Computing

2023-01-01 Notes from research today re: thinking about folder organisation. Thanks r/datahoarder and r/datacurator.

Separate Datahoard from Ephemeral (computer-specific) folders.

Possibly that means Infohoard has EVERYTHING in it.
We will need another folder for Computer documentation - That would likely go to Documents or Literature... unless we put it all here lol
We'll also want to.. I think probably download a couple entire websites as an archive, 'cause we certainly have an awful lot of bookmarks from some stires in particular that we'd want to save before we lose them. As well as hopefully save a bunch of webpages in case those go down, 'cause fuck knows that keeps happening to my bookmarks. We do sometimes archive.org them but still... what if that goes down too, yunno? Or if we just don't have internet for a bit. It's a lot of work though, we're already just starting to try and fucking orgnaise the bookmarks better.

Root: some folders all well-thourght-out top-level categories, bare-minimum files eg. a plain text or markdown readme doc that describes structure.

/Audio
/Archive (website clones, phone backups? Or just stick Websites in a folder, and back up phone stuff to accurate places.)
./Podcast
./Audiobook
./Music
/Documents
/Downloads (aka to-sort)
/Images
[undecided]
./Photos
../[undecided: phone vs DSLR?]
./My Art
../by year?
./Screenshots /Literature
./Nonfiction
./Books
./Journal Articles
../Topic
./Fiction
../Author
.../Series
/Software
./Games
../symlinks to games stored elsewhere 'cause of steam & whatever?
./Applications
./Virtual Machines
/Video
./TV
../Series
.../Season
./Movies
...Series
./Music videos
./Educational
./Fluff (humurous YT vids, cats, etc)

Literature formatted roughly like a library; Documents formatted very differently for personal use. Documents = scanned documents, tax returns, etc.

"When I used to start out collecting something to hoard ... I would carefully organize it with many sublevels/etc. At one point I was even custom-tagging all my music with "moods". Then, a few years later, I realize.... I've rarely if ever actually gone through and gotten utility out of the careful sorting I did of all that data. Far more often than not, I would find that something else would spur me to look for something I'd "sorted" earlier, and I'd just end up searching-to-locate it. So, I'd be looking at lists on IMDB, and then I would do a global search (locate32) for ".mkv pub domain legit" and I'd instantly find my "Public Domain Totally Legit To Hoard 2 - The Sequel!.mkv" that way...not getting anything out of all the careful curating I'd done.
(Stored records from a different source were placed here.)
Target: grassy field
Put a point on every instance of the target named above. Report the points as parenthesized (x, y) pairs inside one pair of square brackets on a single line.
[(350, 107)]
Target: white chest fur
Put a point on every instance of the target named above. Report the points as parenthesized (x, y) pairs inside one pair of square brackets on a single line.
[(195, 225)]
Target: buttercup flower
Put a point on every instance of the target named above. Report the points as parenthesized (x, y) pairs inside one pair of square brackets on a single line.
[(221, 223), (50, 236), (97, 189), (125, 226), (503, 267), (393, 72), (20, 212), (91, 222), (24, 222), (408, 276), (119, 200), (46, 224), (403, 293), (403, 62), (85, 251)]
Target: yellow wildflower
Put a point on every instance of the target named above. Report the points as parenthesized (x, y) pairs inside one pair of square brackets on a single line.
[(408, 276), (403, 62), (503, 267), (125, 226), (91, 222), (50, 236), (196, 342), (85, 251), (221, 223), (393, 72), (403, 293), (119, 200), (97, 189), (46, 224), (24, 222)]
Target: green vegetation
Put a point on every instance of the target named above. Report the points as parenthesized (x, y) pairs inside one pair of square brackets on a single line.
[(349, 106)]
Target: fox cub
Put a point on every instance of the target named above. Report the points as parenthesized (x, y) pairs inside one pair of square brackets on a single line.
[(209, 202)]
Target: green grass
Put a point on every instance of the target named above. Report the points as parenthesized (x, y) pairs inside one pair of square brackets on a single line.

"Eventually I realized I use locate32 to pull up basically everything. I have it hotkeyed globally to a key on my keyboard, so I can pull it up with no effort whatsoever no matter what I'm doing, and navigate to a file within a few seconds, regardless of where it is.

"This does require that you had search terms in your filename (and/OR folder names leading up to the file). As time has gone by, I've started just saving things in flat folder structures with search terms I know I will find later... at work I have a ton of files named things like "script powershell to do smtp email send test.txt.ps1" for instance. It's ugly, but I know how I search-to-locate, and I know I'll be able to pull that up in 2.5 seconds with zero effort even 1 year later. I have that file, and tens of thousands like it, just sitting in huge flat folders. It's amazingly effective...I can pull up almost anything I've ever saved, even from years ago, within a few seconds, almost without fail. Sometimes when I need to recall something done for a client 2 years ago, and I type a few characters and insta-find something, I feel superhuman lol."